Me: Er, um ok, see you again.

Tuesday, October 5, 2010

Tuesday Poem - It’s just a laugh

Paul’s such a dag, he’s such a lark

He’s never serious, never thinks

Why get so mad it’s just a laugh

You PC types are all so daft

It’s light relief – no call to think

Paul’s such a dag, he’s such a lark

Don’t blame it on the TV staff

They don’t like audiences to think

Why get so mad it’s just a laugh

Don’t let those cheeky darkies start

Their claims that Kiwis need to think

Paul’s such a dag, he’s such a lark

Immigrants like him? Pure class

It’s guys like him who make us think

But don’t be mad it’s just a laugh

The world’s a place that’s far too hard

I’d like to teach my kids to think

Paul’s such a dag, he’s such a lark

Why get so mad it’s just a laugh

Ironic that one of my first attempts at a villanelle (one of the more intellectual and difficult forms) would be prompted by Paul Henry, but that's what indignant anger will do! I thought the villanelle would be a good form because of its repetition. It also gives me an excuse to post a (hand covers mouth) rhyming poem, something which seems oddly appropriate for a poem about TV.

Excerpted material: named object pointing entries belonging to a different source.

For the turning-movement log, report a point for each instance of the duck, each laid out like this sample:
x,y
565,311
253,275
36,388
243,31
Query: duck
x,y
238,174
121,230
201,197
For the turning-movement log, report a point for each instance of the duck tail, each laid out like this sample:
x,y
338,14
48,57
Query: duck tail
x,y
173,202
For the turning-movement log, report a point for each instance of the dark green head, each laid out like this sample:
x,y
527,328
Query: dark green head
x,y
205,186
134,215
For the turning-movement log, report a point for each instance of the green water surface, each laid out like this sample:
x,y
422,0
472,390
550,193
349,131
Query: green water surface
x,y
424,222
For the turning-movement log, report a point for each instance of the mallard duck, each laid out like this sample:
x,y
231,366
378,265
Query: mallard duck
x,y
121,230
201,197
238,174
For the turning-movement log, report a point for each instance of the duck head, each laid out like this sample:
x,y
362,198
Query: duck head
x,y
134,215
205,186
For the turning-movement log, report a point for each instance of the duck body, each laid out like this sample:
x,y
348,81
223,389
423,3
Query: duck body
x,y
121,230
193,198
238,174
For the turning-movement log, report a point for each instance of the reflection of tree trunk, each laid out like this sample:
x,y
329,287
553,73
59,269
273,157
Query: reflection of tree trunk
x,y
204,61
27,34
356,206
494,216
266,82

In case you haven't been following, English immigrant Paul Henry, host of TVNZ's Breakfast programme, asked John Key yesterday on live TV whether our Governor General, NZ-born Sir Anand Satanyand, was "even a New Zealander". Our valiant PM's only response was a weak laugh. Apart from a villanelle, my response is a strangled Gaaaaahhhhhhhhhh!